Sufferers of debilitating levels of pickiness have welcomed plans to make gherkin-free burgers available on prescription.
With an increasing number of people claiming to be allergic to vegetables, fruit and other natural ingredients, pharmaceutical companies have invested heavily in ways to separate a bun top from melted cheese, pick out the offending item and leave it stuck under the table.
“Naturally, you wouldn’t expect someone who is really fussy to fend for themselves”, explained Dr Mark White of Astra Zeneca.
“And they won’t be able to anyway now, because we’ve taken out a patent on the procedure.”
Critics of the plan claim that gherkin-free burgers can cost the NHS up to £75 each, once the cost of sending a taxi through the drive-thru after midnight is taken into account.
“We would encourage people who can’t eat certain things to perhaps get used to eating something else instead”, insisted Samantha Fellowes of the Taxpayers Alliance.
“With the right help and support, they could one day order chicken nuggets, or even a Filet-o-Fish.”
With NHS budgets under pressure, Fellowes believes that alternative treatments should be explored.

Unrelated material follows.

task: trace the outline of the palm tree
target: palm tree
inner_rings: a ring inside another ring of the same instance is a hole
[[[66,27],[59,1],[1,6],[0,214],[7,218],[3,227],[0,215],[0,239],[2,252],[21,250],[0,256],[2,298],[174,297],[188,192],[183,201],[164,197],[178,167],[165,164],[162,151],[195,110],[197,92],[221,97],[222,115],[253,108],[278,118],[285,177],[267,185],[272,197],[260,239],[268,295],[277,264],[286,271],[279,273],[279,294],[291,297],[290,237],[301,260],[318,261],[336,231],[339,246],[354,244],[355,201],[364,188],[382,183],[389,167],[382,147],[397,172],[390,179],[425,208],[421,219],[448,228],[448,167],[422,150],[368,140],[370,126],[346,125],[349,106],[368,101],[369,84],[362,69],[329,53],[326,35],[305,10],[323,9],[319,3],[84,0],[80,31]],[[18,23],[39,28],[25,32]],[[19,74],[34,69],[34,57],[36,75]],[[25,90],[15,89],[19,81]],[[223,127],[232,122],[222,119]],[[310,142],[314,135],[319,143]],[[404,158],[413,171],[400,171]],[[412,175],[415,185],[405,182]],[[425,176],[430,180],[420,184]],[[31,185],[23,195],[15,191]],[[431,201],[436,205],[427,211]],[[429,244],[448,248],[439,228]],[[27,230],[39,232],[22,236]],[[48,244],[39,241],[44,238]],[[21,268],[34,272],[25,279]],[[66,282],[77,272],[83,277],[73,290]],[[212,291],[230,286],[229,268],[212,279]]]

“With prescriptions for olive-free pizzas, de-cherried gateaux and entire menus for children who only eat ‘round food’, there’s barely enough money left to educate people on how to cook their own bloody dinners”, Fellowes explained.
Meanwhile, Oxfam is working with ‘Big Pharma’ to make unhealthy food more readily available in Mediterranean countries, where locals struggle to find even the most basic of shit, processed foods.
“Many children in Southern France have never been treated for Sunny Delight”, confirmed Dr White.
“Some have even been forced into scavenging for fresh produce, at local markets.“
“It’s all very well claiming that salad, fresh fish or rice can be used as an alternative therapy”, claimed Dr White. “But we say, ‘let them eat gluten-free cake’.”